1. Buka konten
  2. Buka menu utama
  3. Buka situs DW lainnya

Amok Indonesia

29 Mei 2012

Tiga tewas pasca pertandingan Persija Jakarta dengan Persib Bandung, Minggu (27/05) di Jakarta. Kekerasan yang terjadi di sekitar kita menunjukkan wajah Indonesia yang brutal.

https://p.dw.com/p/153v0
Indonesia memiliki superter olahraga yang fanatikFoto: AP

Kenapa orang Indonesia begitu mudah marah?

Akhir Mei, tiga penonton sepakbola tewas, usai pertandingan antara Persija Jakarta dengan Persib Bandung.

Pertandingan sepakbola, cabang olahraga paling popular yang seharusnya menjadi tontonan keluarga di Indonesia menjadi sebuah tontonan yang bisa berujung maut.

Gawang dibakar, pemain dikejar-kejar penonton, wasit dipukuli pemain dan pelatih, bukan wajah baru sepakbola kita.

Kenapa olahraga yang seharusnya mengutamakan sportivitas ini berubah menjadi ajang kemarahan?

Indonesia selalu menyebut diri sebagai bangsa yang ramah. Kita selalu dicitrakan atau paling tidak mencitrakan diri sebagai bangsa yang murah senyum.

Ironisnya pada saat bersamaan ada begitu banyak kebrutalan bahkan kebiadaban terjadi.

Indonesia tampil menjadi berita utama di dunia karena kekerasan: konflik antar etnis di Sampit lebih sepuluh tahun lalu mengagetkan dunia: ratusan orang dibunuh termasuk dengan cara dipenggal kepalanya.

Dunia juga akan ingat dengan kebrutalan konflik agama di Ambon dan Poso.

Kita juga terbiasa melihat demonstrasi anarkis mahasiswa atau tawuran antar pelajar. Beberapa tahun lalu, juga muncul trend orang yang dituh pencuri yang dibakar ramai-ramai oleh warga.

Lalu, apakah kita masih bisa mengklaim diri sebagai bangsa yang ramah?

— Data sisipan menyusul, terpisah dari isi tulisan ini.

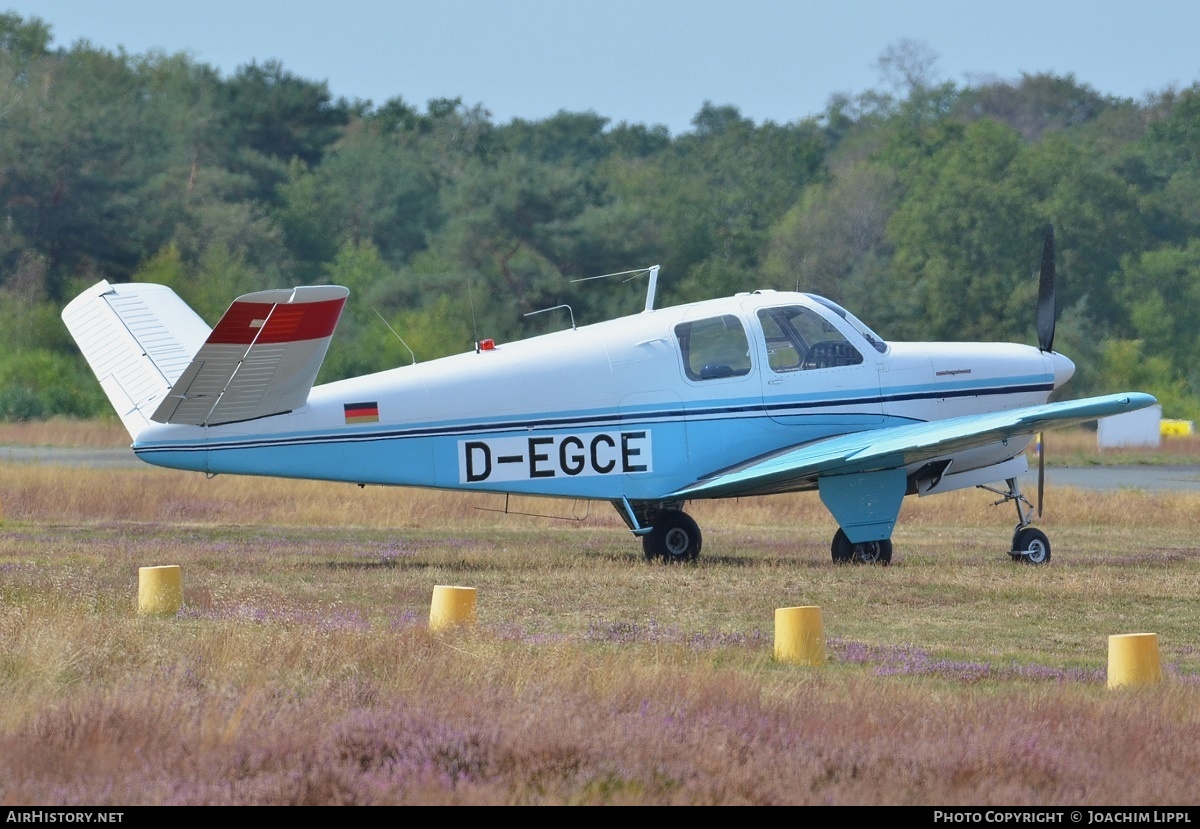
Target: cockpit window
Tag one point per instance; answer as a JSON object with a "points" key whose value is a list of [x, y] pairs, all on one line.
{"points": [[799, 338], [714, 348], [855, 322]]}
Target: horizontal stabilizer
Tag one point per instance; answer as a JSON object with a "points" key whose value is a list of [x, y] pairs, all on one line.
{"points": [[261, 359], [137, 338]]}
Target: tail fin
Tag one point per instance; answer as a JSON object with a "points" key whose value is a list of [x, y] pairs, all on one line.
{"points": [[157, 360], [262, 358], [138, 338]]}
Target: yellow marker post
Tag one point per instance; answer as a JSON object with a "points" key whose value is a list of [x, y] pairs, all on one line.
{"points": [[1133, 660], [160, 590], [799, 635], [451, 606]]}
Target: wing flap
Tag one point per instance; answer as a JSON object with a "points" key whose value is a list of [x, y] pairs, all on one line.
{"points": [[261, 359], [895, 446]]}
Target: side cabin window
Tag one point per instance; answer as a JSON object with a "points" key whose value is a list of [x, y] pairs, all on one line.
{"points": [[714, 348], [799, 338]]}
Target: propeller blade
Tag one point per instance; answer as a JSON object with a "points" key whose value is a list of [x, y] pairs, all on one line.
{"points": [[1045, 294], [1042, 469]]}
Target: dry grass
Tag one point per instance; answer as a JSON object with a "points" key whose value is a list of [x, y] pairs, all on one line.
{"points": [[301, 671]]}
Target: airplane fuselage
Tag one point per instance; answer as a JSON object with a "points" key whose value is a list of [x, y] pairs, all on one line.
{"points": [[633, 408]]}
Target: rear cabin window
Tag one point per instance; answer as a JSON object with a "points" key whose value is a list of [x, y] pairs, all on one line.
{"points": [[714, 348], [799, 338]]}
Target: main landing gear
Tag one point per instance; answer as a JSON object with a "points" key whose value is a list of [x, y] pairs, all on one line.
{"points": [[867, 552], [1030, 545], [669, 534]]}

Lihat saja sumbangan bahasa Indonesia kepada dunia. Satu-satunya kata Indonesia yang diserap dan dipakai dalam bahasa Inggris adalah: amok. Kamus menggambarkan amuk sebagai prilaku agresif yang tidak terkendali. Ya kita sering menggunakan kata itu: mengamuk!

Setelah melihat apa yang terjadi akhir Mei lalu di depan stadion sepakbola Gelora Bung Karno, atau kekerasan yang terjadi sehari-hari, rasanya penting bagi kita untuk kembali melakukan refleksi: jangan-jangan kita memang bukan bangsa yang ramah.